Proteome-wide Epitope Mapping of Antibodies Using Ultra-dense Peptide Arrays
2014 (English)In: Molecular & Cellular Proteomics, ISSN 1535-9476, E-ISSN 1535-9484, Vol. 13, no 6, 1585-1597 p.Article in journal (Refereed) Published
Antibodies are of importance for the field of proteomics, both as reagents for imaging cells, tissues, and organs and as capturing agents for affinity enrichment in mass-spectrometry-based techniques.

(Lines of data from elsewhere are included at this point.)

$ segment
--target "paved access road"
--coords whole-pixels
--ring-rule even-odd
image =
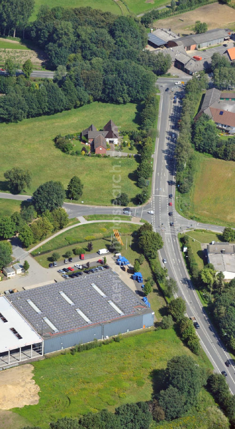
[[[195,224],[195,222],[185,219],[176,212],[174,204],[175,186],[169,184],[169,181],[172,181],[175,183],[175,160],[172,155],[177,132],[175,129],[172,130],[172,125],[175,125],[177,122],[181,108],[178,100],[176,104],[173,103],[171,90],[173,88],[174,95],[175,93],[177,96],[180,95],[180,91],[175,90],[176,85],[173,87],[174,84],[170,87],[169,81],[165,83],[162,80],[159,79],[157,83],[162,86],[160,86],[161,97],[158,121],[159,138],[157,139],[154,154],[151,207],[155,213],[152,216],[153,227],[155,230],[160,231],[164,242],[164,247],[160,252],[160,260],[162,261],[164,258],[166,260],[165,266],[168,270],[169,276],[175,278],[177,282],[178,287],[177,295],[182,296],[186,301],[187,315],[189,317],[194,316],[199,323],[200,328],[196,329],[196,332],[199,337],[202,347],[213,365],[215,371],[221,372],[224,370],[226,371],[228,374],[226,381],[231,392],[234,394],[235,367],[232,365],[227,368],[224,363],[228,359],[230,360],[232,363],[233,361],[202,309],[202,304],[190,280],[177,239],[181,225],[182,229],[185,229],[187,226],[190,226],[190,224],[191,228],[206,227],[209,229],[208,225]],[[165,91],[167,86],[170,88],[169,92]],[[169,198],[171,193],[173,194],[172,199]],[[170,202],[172,202],[172,207],[169,206]],[[169,211],[173,212],[173,216],[169,216]],[[170,221],[174,222],[174,227],[170,227]],[[211,226],[211,229],[221,230],[220,227],[216,226]],[[162,262],[162,265],[163,266]]]

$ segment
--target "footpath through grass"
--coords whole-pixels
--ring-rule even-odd
[[[235,164],[196,152],[197,172],[191,191],[176,192],[177,211],[189,219],[234,226]]]
[[[182,354],[211,369],[205,355],[193,355],[173,329],[131,335],[74,356],[69,351],[33,363],[39,403],[13,411],[45,429],[65,416],[103,408],[113,411],[121,404],[150,400],[153,387],[155,392],[161,389],[167,361]]]
[[[111,157],[72,156],[54,145],[53,139],[60,133],[64,135],[79,132],[91,122],[100,129],[110,119],[121,131],[122,128],[136,129],[139,120],[137,106],[130,103],[118,105],[96,102],[56,115],[0,124],[0,145],[4,148],[1,151],[0,190],[8,190],[4,172],[20,165],[32,173],[31,187],[27,190],[30,195],[39,185],[49,180],[60,180],[66,188],[71,178],[77,175],[84,184],[81,199],[84,204],[110,205],[113,199],[114,169],[115,172],[118,166],[122,192],[134,198],[139,190],[134,173],[138,164],[134,158],[122,157],[117,160]],[[9,157],[9,151],[17,153],[17,156]]]

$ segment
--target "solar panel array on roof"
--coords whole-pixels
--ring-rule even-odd
[[[87,327],[87,323],[102,323],[146,308],[111,269],[17,292],[11,299],[39,333],[44,335],[54,335],[57,331],[58,332],[71,331]]]

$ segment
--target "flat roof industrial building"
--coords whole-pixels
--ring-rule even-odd
[[[4,300],[41,338],[45,353],[154,324],[154,312],[111,269],[12,294],[10,304],[0,297],[3,316]]]

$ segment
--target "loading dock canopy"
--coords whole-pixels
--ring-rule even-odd
[[[160,39],[160,37],[155,36],[152,33],[148,33],[148,42],[151,42],[151,43],[154,43],[154,45],[156,45],[157,46],[161,46],[163,45],[165,45],[167,43],[166,40],[163,40],[163,39]]]
[[[0,296],[0,353],[42,341],[7,298]]]

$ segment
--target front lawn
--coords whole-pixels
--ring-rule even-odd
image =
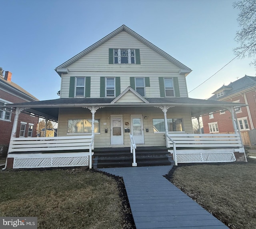
[[[133,228],[120,187],[84,167],[0,172],[0,215],[36,217],[38,229]]]
[[[230,228],[256,228],[256,159],[174,168],[169,179]]]

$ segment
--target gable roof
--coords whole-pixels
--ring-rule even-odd
[[[218,100],[251,88],[256,88],[256,77],[245,75],[237,80],[230,82],[227,86],[223,85],[213,93],[216,94],[219,91],[224,90],[225,93],[223,96],[217,97],[214,94],[208,99]]]
[[[109,34],[108,35],[102,38],[101,40],[100,40],[99,41],[91,45],[86,49],[85,49],[80,53],[78,53],[72,58],[64,62],[62,64],[58,66],[54,70],[60,76],[61,76],[62,73],[66,73],[67,71],[68,72],[68,70],[65,69],[65,68],[68,66],[73,63],[74,62],[75,62],[78,60],[80,59],[82,57],[90,52],[91,52],[100,45],[101,45],[104,43],[105,42],[123,31],[126,32],[128,34],[141,42],[142,43],[143,43],[144,44],[154,50],[154,51],[156,52],[164,58],[167,59],[176,66],[178,66],[181,69],[180,73],[184,74],[188,74],[192,71],[191,69],[187,67],[176,59],[174,58],[173,57],[170,56],[161,49],[160,49],[159,48],[156,47],[156,46],[154,45],[152,43],[150,43],[145,38],[143,38],[142,37],[131,30],[130,28],[128,28],[125,25],[123,25],[115,30],[112,32],[112,33]],[[64,69],[64,71],[63,71],[63,69]]]
[[[0,85],[19,94],[21,96],[25,96],[25,97],[30,100],[36,101],[39,101],[38,99],[27,92],[21,87],[19,86],[18,84],[16,84],[12,81],[8,81],[8,80],[5,80],[4,78],[2,76],[0,76]]]
[[[139,101],[140,102],[142,103],[149,103],[149,102],[144,97],[141,96],[140,94],[139,94],[136,91],[134,90],[131,87],[129,86],[127,87],[127,88],[124,90],[121,94],[120,94],[117,97],[116,97],[114,100],[112,101],[111,102],[111,104],[114,104],[114,103],[118,103],[118,101],[120,100],[121,98],[124,98],[125,97],[126,95],[127,95],[129,92],[130,92],[132,93],[133,96],[134,96],[134,98],[132,98],[133,102],[134,102],[135,100],[138,100],[138,101]],[[130,102],[130,101],[129,102]]]

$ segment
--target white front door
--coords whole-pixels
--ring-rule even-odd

It is important to gain basic insights regarding the binding sites (epitopes) of antibodies and potential cross-reactivity to nontarget proteins. Knowledge about an antibody's linear epitopes is also useful in, for instance, developing assays involving the capture of peptides obtained from trypsin cleavage of samples prior to mass spectrometry analysis. Here, we describe, for the first time, the design and use of peptide arrays covering all human proteins for the analysis of antibody specificity, based on parallel in situ photolithic synthesis of a total of 2.1 million overlapping peptides. This has allowed analysis of on-and off-target binding of both monoclonal and polyclonal antibodies, complemented with precise mapping of epitopes based on full amino acid substitution scans. The analysis suggests that linear epitopes are relatively short, confined to five to seven residues, resulting in apparent off-target binding to peptides corresponding to a large number of unrelated human proteins. However, subsequent analysis using recombinant proteins suggests that these linear epitopes have a strict conformational component, thus giving us new insights regarding how antibodies bind to their antigens.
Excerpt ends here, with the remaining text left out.